The TV news pictures out of Los Angeles are hot, high-tech, graphic and violent. And, as with any major news event, they are being repeated over and over again on the screens in our living rooms.
The question is what kinds of effects such TV coverage might be having on viewers in Los Angeles and elsewhere around the country. Might seeing wall-to-wall coverage of the riots lead to other viewers in Los Angeles going out into the streets to join? And what about viewers in places like Baltimore? How might they be reacting to pictures of people being dragged from cars and trucks and violently beaten?
Many viewers, of course, have vivid memories of urban rioting from TV news coverage of riots in the 1960s. Los Angeles' Watts district burned in August, 1965.
But the pictures we are seeing this time are very different. The main difference is in point of view.
In 1965, TV news was relatively in its infancy. What mobile capacity it had mainly consisted of fixing a reporter on a spot on the street and having a camera film him or her. One result of that was that the viewer saw the story from the ground up -- from within the community, so to speak, as much as the reporters and camera people could get inside the community.

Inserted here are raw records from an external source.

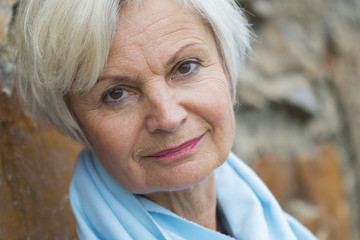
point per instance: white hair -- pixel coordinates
(62, 46)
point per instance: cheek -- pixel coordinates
(112, 135)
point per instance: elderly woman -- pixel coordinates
(148, 88)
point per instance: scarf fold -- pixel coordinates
(103, 209)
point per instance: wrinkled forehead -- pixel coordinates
(154, 30)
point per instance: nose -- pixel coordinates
(165, 113)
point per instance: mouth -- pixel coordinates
(179, 150)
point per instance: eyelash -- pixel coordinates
(113, 90)
(191, 71)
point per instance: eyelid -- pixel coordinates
(108, 91)
(189, 60)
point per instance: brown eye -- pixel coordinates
(184, 68)
(187, 67)
(115, 94)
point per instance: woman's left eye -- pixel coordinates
(187, 67)
(114, 95)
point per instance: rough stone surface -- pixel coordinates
(297, 120)
(35, 162)
(298, 116)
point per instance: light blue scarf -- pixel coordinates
(105, 210)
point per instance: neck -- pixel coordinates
(196, 204)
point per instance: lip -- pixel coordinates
(178, 151)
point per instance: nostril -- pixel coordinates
(167, 119)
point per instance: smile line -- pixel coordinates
(189, 144)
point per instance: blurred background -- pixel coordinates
(298, 120)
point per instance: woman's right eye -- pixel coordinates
(114, 95)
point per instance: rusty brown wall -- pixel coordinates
(298, 121)
(297, 125)
(35, 163)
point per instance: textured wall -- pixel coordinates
(35, 163)
(297, 125)
(299, 113)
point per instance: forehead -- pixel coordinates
(153, 26)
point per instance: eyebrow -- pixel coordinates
(177, 53)
(169, 63)
(117, 78)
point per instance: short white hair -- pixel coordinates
(62, 46)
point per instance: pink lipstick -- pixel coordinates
(177, 151)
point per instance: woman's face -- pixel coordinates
(160, 116)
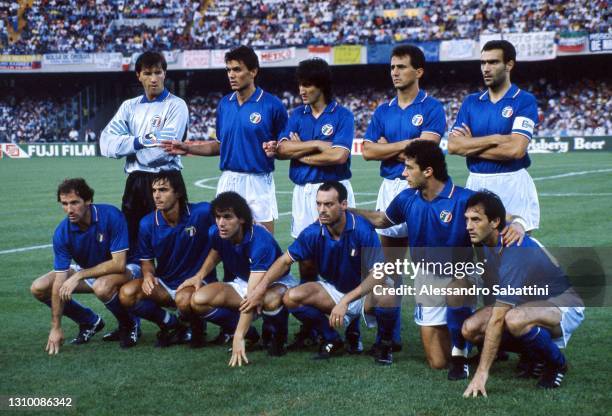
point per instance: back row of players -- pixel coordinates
(176, 245)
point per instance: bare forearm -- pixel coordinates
(207, 148)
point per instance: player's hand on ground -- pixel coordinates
(68, 287)
(194, 281)
(238, 353)
(476, 386)
(270, 148)
(148, 284)
(336, 317)
(253, 300)
(175, 147)
(56, 339)
(513, 233)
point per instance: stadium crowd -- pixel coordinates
(99, 26)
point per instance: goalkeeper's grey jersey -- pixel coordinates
(137, 117)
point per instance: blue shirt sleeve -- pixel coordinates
(118, 232)
(302, 247)
(346, 131)
(376, 128)
(395, 210)
(435, 122)
(62, 257)
(526, 116)
(145, 245)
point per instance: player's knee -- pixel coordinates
(39, 289)
(515, 321)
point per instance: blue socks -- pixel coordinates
(455, 317)
(150, 311)
(313, 317)
(538, 340)
(77, 312)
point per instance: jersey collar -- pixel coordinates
(421, 96)
(94, 218)
(254, 98)
(329, 108)
(161, 97)
(348, 227)
(512, 93)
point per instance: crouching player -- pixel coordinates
(537, 326)
(338, 243)
(95, 237)
(247, 250)
(173, 242)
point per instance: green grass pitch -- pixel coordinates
(105, 380)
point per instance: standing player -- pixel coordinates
(95, 237)
(249, 123)
(345, 248)
(173, 242)
(318, 140)
(539, 325)
(412, 114)
(433, 212)
(493, 130)
(247, 250)
(136, 131)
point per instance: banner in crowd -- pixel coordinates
(572, 42)
(68, 58)
(458, 50)
(347, 54)
(276, 56)
(600, 42)
(381, 53)
(20, 62)
(322, 52)
(196, 59)
(533, 46)
(22, 151)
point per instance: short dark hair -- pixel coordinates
(151, 59)
(428, 154)
(417, 57)
(227, 201)
(493, 207)
(245, 55)
(175, 179)
(315, 72)
(338, 186)
(76, 185)
(508, 50)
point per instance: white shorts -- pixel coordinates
(387, 191)
(133, 268)
(571, 318)
(355, 308)
(240, 286)
(304, 205)
(258, 190)
(516, 190)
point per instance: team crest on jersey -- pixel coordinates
(327, 130)
(156, 121)
(446, 216)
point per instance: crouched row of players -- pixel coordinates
(181, 243)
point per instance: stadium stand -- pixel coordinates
(96, 25)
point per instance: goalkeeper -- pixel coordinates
(135, 132)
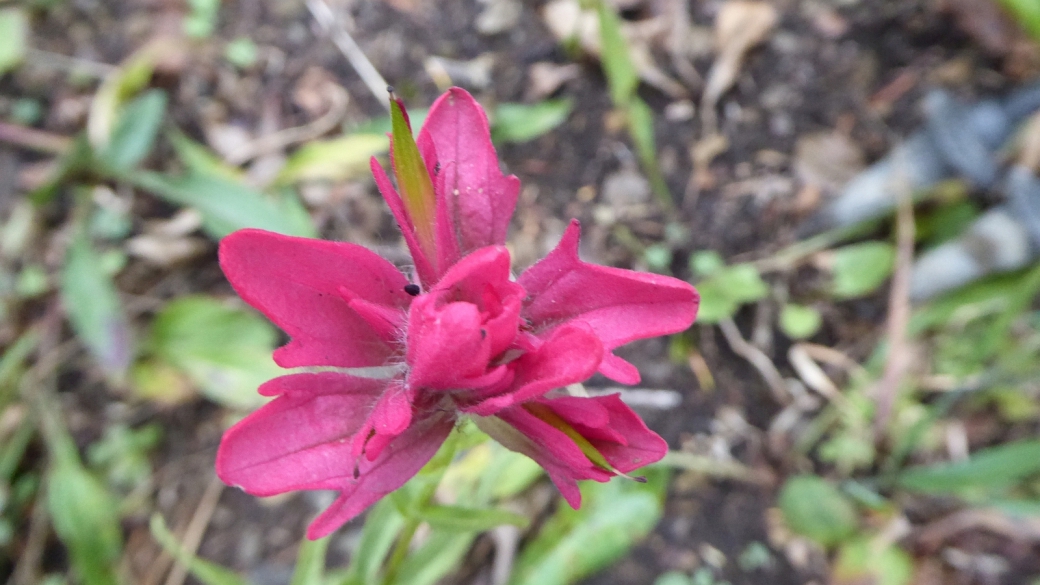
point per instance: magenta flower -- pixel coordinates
(465, 339)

But this week's coverage is high-tech, like the Persian Gulf war. As viewers, our primary point of view is now omniscient, looking down from the Olympian vantage point of the news helicopters on the flames and the flattened figures scurrying about on the ground.
The result is that the victims of the violence seem less real -- in some cases they seemed almost more like characters on a video screen than real flesh-and-blood people bleeding and dying.
Another factor affecting the way we react to these pictures is the overload of "reality" programs shown as prime-time entertainment. The helicopter pictures of the truck driver being kicked and beaten Wednesday night were exactly the kinds of shots that made NBC "I Witness Video" the hit of the spring season. It all adds up to a desensitized viewer.
As for the notion that TV coverage of the rioting might lead to more rioting, there is no hard evidence to support that claim. But it is still a concern of TV news executives.
"There are no studies from the industry either that I know of which indicate that watching rioting on TV leads others to riot," said David Roberts, associate news director of WBAL-TV (Channel 11). "But it's something every news director and news editor has to think about."
Mr. Roberts said that in 1967 during the bloody Detroit riots, WWJ-TV (the NBC affiliate there) elected initially not to show pictures of the riots because it feared coverage might lead to more violence.
"And that led to the downfall of the station's credibility in the community," said Mr. Roberts, who is from Detroit.
Peter Bart, an editor at Variety in Los Angeles, compared yesterday's coverage with Watts, saying that 27 years ago TV news was incapable of instant pictures "and that riot spread like wildfire. So I don't think anyone can argue intelligently that television coverage spread this thing."
Maybe not. But, again there were differences.
NBC's "Today" show, for example, was using a freeze-frame image of young men dancing in triumph on an overturned guard station as its logo for stories on the rioting yesterday. The image -- which in this case was of rioting and destruction -- looked like and was treated by NBC exactly as were images of German youth dancing in celebration atop the Berlin Wall when it crumbled.
The lack of context was appalling, and it would not be surprising if such images made the streets look attractive.
Still, Mr. Bart said, "It's inconceivable [for TV news] to even think about not covering it. It's a great news story. That's what television is all about."